What’s the big deal of one more addition among the crowd?
Unfortunately, most companies are not Apple.
While Amazon is unequivocally the king of logistics and distribution, Apple is unquestionably the king of product manufacturing.
Out of all the companies on Earth today, Apple is indisputably the single company with the greatest handle on global supply chains and manufacturing. Not only does Apple manufacture some of the most precise and technically challenging products ever created, Apple manufactures them at scale. A scale that expands more than 400 million devices (iPhones, iPads, Macs, Apple Watch, AirPods, etc) every single year.
You don’t get there without being the absolute best at supply chains and manufacturing.
And the advantage of having such scale is that Apple is always first in line for everything…as long as it’s available.

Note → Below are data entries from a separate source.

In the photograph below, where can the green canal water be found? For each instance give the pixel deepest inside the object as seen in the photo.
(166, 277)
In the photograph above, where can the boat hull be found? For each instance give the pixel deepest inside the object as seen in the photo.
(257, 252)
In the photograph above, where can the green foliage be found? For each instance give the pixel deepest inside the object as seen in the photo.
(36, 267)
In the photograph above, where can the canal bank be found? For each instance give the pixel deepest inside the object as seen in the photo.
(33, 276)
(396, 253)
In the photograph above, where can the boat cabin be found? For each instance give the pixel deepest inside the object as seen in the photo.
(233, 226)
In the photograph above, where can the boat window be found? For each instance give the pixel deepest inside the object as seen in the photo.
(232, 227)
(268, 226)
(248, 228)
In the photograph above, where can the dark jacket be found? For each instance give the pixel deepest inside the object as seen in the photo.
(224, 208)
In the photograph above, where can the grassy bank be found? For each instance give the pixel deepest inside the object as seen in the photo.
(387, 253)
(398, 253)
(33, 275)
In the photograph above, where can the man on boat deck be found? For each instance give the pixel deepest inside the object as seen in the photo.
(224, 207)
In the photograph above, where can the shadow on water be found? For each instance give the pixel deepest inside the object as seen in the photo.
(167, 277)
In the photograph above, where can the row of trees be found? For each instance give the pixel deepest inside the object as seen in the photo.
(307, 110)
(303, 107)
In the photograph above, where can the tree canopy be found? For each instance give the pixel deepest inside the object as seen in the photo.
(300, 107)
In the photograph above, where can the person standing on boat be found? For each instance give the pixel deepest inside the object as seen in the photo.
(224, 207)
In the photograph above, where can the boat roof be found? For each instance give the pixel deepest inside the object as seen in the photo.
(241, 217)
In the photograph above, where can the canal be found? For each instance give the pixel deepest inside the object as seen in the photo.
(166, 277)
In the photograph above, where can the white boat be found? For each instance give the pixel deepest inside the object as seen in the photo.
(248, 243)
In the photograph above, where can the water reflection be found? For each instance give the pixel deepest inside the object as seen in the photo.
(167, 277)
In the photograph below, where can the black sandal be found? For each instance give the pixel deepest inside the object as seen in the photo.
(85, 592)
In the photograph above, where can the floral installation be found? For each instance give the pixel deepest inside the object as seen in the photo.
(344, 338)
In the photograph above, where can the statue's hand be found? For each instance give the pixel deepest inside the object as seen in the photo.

Having $200 billion in the bank (more than any company on Earth) also works magic in getting what they need.
And Apple is now revealing that they can’t get what they need.
This can only suggest that supply chain issues have only gotten worse and is about to get a whole lot worse for everyone else not named Apple.
In practice, people tend to think of objects as one whole thing. But in reality, every product is made up of many, many components. An iPhone is not one thing that can be churned out of a factory like loaves of bread. An iPhone is really a thousand little things put together. Missing any one single piece of input means you cannot produce an iPhone even if you have 99.9% of all the things you need.
Indeed, a perfect example of non-linearity at work.